MEAN BOY by Lynn Coady (Doubleday), 400 pages. $29.95 cloth. Rating: NNNN Rating: NNNN
At first glance, Mean Boy's narrator is like most of Lynn Coady's protagonists: a young guy from an East Coast small town discovering who he is in relation to his working-class roots and his aspirations.
But of the young men who populate Coady's literary imagination, Mean Boy's Lawrence Campbell is by far my favourite. Coltish, overexcited and unabashedly earnest, Larry is determined to be a poet. He lives and breathes poetry, considering the rest of his life secondary. His single-mindedness leads to a scholarship at a small New Brunswick university.
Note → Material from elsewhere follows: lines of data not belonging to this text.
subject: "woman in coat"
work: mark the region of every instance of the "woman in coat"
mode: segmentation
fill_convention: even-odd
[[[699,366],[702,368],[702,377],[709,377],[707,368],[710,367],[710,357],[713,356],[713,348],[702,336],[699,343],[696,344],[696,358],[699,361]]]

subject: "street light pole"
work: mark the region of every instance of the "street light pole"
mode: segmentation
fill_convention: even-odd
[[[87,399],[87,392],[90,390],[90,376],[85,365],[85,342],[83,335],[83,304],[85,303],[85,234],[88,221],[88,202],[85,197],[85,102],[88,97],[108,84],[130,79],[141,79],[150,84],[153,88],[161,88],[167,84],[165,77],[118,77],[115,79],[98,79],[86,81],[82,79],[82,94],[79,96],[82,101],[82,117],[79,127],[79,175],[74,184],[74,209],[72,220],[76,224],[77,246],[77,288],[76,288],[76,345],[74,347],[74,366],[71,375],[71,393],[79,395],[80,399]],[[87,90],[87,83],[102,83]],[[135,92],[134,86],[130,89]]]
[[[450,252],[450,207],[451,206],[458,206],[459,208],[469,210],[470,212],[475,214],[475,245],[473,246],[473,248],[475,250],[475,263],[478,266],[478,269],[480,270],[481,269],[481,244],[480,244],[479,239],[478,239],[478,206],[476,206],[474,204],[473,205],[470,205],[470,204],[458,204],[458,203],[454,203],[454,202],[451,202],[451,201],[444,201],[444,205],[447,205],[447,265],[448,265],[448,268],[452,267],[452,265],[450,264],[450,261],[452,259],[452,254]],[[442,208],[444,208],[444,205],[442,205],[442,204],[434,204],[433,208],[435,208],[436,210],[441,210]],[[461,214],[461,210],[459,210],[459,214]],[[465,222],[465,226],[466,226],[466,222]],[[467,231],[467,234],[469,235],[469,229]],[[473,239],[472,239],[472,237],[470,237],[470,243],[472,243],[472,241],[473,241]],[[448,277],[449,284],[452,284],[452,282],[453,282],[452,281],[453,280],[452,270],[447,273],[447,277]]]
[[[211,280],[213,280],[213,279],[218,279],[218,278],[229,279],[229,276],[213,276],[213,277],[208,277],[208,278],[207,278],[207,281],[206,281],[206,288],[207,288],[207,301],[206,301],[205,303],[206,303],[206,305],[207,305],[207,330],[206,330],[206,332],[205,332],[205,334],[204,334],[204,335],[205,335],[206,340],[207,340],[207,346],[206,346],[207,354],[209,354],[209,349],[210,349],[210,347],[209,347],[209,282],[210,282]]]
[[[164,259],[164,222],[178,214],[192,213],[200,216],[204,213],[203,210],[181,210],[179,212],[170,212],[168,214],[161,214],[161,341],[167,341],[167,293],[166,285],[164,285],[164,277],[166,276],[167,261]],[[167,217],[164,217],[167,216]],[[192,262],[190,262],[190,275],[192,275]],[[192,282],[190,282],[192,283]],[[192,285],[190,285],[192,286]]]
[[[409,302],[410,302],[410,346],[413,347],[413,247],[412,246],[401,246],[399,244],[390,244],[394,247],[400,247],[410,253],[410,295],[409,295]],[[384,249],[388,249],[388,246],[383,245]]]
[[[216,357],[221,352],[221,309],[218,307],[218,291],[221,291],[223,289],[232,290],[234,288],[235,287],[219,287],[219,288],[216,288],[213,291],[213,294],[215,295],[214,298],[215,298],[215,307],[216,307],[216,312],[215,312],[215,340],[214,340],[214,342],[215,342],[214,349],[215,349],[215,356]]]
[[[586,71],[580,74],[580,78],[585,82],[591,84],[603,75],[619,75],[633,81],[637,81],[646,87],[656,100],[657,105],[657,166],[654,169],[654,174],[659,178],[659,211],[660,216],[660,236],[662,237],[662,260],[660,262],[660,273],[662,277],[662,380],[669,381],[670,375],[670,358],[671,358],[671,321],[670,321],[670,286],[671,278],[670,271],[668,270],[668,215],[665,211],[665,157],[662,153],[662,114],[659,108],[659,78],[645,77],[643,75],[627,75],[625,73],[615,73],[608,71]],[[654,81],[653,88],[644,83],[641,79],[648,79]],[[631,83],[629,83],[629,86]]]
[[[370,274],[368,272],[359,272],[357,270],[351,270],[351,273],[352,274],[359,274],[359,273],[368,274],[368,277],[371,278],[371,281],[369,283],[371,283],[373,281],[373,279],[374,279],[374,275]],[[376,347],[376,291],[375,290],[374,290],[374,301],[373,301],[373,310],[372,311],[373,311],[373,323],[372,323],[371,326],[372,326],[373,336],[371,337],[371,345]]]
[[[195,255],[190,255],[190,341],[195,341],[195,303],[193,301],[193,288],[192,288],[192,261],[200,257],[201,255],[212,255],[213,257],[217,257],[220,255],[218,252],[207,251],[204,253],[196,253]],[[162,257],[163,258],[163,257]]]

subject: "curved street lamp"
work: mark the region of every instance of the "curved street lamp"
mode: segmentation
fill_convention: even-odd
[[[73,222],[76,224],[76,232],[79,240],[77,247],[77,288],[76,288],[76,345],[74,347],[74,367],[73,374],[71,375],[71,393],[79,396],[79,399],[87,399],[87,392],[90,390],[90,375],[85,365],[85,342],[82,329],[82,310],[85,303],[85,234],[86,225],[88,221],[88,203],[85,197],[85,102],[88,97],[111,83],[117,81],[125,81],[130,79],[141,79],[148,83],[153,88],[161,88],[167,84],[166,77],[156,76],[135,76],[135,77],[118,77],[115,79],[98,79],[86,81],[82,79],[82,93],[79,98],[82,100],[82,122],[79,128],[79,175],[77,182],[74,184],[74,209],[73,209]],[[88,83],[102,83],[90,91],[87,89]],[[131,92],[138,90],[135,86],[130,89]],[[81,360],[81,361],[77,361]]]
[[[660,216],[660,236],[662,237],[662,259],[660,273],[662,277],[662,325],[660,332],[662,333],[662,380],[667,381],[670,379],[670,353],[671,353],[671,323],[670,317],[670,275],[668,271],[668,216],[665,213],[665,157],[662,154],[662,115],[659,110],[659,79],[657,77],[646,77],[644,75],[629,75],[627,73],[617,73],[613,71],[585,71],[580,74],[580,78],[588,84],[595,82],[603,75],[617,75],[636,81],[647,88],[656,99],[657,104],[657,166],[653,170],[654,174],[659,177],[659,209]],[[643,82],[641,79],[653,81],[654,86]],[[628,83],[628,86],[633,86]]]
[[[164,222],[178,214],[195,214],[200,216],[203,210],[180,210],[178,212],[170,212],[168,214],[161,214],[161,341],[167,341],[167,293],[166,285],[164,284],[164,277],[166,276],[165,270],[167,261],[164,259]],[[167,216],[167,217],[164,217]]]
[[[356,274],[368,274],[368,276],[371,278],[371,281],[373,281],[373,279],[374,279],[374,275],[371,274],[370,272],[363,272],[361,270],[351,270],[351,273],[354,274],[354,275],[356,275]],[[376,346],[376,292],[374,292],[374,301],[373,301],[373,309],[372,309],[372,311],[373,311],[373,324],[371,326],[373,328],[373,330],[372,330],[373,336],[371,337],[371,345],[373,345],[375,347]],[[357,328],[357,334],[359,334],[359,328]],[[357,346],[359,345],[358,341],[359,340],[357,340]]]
Larry chooses this particular school in order to stalk and woo (platonically speaking) his poetry idol, Jim Arsenault. Jim is abrasive, manic, a genius - everything Larry sees as intrinsic to being a successful poet. And he drinks a lot, talks about himself and throws temper tantrum after temper tantrum, entirely recognizable behaviour in male CanLit poets of the 70s.
Larry becomes Jim's dog, so to speak, adapting to his erratic mood swings, hanging on his every word and spearheading a campaign to ensure his tenure.
If you've ever been an English or creative writing major at a Canadian university, Mean Boy will definitely resonate for you. Though Larry's classmates are deep into their bell-bottom era, I found myself laughing at the timelessness of certain conversations that conjured memories of my experience as a Concordia creative writing undergrad in the mid-90s. Mean Boy runs a jumbo satirical highlighter over Can Lit's tireless ability to navel-gaze.
Mean Boy might be to writers what Yo La Tengo is to music nerds: a novel that mostly appeals to other writers. I do hope it will attract readers outside this group, however, because Mean Boy is above all a solid and comical page-turner.